During the Second World War, the partnership of Robson, Morrow & Co worked for the Ministries of Supply and Production. Morrow also undertook considerable work for the United Nations Relief and Rehabilitation Administration and the International Refugee Organization.

After the war, he formed a longstanding relationship with Hambros Bank, and in particular with Jocelyn Hambro, which would lead to a long, varied string of corporate assignments. He gained a reputation as a "company doctor" (a term he disliked): an expert capable of turning around troubled businesses. Perhaps his greatest challenge, and certainly his most publicised triumph, was with Rolls-Royce. The company was faced with bankruptcy during development of the RB211 aero engine. The British Government had to reluctantly step in and nationalise the business in 1971. Morrow was appointed deputy chairman (1970–71) and managing director (1971–72), and was in line to become chairman, but he resigned abruptly in October 1972 when his choice for his replacement as managing director was rejected by Michael Heseltine. Nevertheless, he had brought the crippling development costs under control and saved the company. In 1973, he was knighted for his efforts.

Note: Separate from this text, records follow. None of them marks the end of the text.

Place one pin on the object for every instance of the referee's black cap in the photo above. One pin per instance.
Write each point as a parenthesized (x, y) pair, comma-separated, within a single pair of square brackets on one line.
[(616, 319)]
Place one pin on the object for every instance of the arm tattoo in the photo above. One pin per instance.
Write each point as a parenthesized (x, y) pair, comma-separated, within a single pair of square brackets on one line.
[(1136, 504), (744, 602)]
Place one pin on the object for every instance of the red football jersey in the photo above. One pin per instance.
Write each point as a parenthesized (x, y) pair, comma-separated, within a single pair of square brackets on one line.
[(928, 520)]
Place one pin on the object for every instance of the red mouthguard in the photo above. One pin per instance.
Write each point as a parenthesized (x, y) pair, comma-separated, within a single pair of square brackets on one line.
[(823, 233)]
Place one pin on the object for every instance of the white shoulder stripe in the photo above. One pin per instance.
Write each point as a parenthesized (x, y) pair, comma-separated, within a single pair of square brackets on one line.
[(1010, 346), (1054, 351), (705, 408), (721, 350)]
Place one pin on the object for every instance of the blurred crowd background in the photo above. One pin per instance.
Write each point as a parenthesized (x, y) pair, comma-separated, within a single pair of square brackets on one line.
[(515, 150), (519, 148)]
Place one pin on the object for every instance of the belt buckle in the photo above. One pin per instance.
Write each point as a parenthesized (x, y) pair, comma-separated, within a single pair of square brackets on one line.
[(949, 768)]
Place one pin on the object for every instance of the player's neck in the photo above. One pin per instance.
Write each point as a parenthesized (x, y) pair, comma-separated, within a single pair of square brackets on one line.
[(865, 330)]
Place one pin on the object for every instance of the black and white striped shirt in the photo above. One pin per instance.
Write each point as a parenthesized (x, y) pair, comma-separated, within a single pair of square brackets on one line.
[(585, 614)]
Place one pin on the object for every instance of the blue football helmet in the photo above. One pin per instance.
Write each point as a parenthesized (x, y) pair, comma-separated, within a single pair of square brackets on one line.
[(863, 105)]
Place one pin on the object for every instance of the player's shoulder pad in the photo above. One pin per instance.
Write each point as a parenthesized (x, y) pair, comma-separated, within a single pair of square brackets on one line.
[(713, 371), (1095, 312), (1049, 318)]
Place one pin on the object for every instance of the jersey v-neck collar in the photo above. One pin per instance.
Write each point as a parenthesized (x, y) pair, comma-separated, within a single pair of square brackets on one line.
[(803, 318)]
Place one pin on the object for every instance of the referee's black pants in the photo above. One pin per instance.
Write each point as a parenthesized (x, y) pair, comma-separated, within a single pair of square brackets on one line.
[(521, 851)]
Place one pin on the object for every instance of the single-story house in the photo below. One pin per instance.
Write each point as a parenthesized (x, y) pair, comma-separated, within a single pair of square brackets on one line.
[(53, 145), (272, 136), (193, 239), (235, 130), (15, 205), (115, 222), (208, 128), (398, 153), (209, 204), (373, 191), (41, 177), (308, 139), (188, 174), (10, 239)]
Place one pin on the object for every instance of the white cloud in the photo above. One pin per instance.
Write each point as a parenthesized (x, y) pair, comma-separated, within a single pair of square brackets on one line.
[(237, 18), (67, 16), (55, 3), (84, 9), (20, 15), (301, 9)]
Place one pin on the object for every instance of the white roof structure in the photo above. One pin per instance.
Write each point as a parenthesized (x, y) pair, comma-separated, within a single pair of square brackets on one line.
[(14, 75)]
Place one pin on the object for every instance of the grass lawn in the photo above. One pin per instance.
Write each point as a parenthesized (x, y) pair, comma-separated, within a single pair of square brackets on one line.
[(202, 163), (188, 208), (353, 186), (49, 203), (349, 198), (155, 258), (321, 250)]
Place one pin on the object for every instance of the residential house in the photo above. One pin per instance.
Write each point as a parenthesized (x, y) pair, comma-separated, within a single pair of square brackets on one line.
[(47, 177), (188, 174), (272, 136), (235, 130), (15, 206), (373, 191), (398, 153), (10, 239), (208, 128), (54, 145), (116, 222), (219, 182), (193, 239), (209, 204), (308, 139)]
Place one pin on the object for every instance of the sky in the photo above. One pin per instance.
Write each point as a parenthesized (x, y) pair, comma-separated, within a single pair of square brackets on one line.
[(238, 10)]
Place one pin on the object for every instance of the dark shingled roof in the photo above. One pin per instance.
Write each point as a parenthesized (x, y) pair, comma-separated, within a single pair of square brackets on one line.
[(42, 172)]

Morrow received an Honorary Doctorate from Heriot-Watt University in 1982

He remained highly sought after; he gave up his last public company directorship at the age of 85.

==Politics==
After the war, he was politically active with the Liberal Party. He was Chairman of the Henley Division Liberal Association. He was elected Chairman of Bicester Parish Council. He was Liberal candidate for the Kettering division of Northamptonshire at the 1950 General Election. He did not stand for Parliament again.

General Election 1950: Kettering
| Party |  | Candidate | Votes | % | ±% |
|---|---|---|---|---|---|
|  | Labour | Gilbert Richard Mitchison | 30,243 | 52.6 | −1.0 |
|  | Conservative | Sir Gyles Isham, Bt | 22,169 | 38.6 | −3.5 |
|  | Liberal | Ian Thomas Morrow | 4,692 | 8.2 | N/A |
|  | Communist | L.P. O'Connor | 368 | 0.6 | N/A |
| Majority |  |  | 8,074 | 14.0 | +2.5 |
| Turnout |  |  | 57,472 | 88.1 | 13.0 |
|  | Labour hold |  | Swing |  |  |

==Personal life==
In 1940, he married Elizabeth Mary Thackray. They had one son and one daughter. In 1967, the marriage was dissolved and he married Sylvia Jane Taylor. They had one daughter, film producer Al Morrow.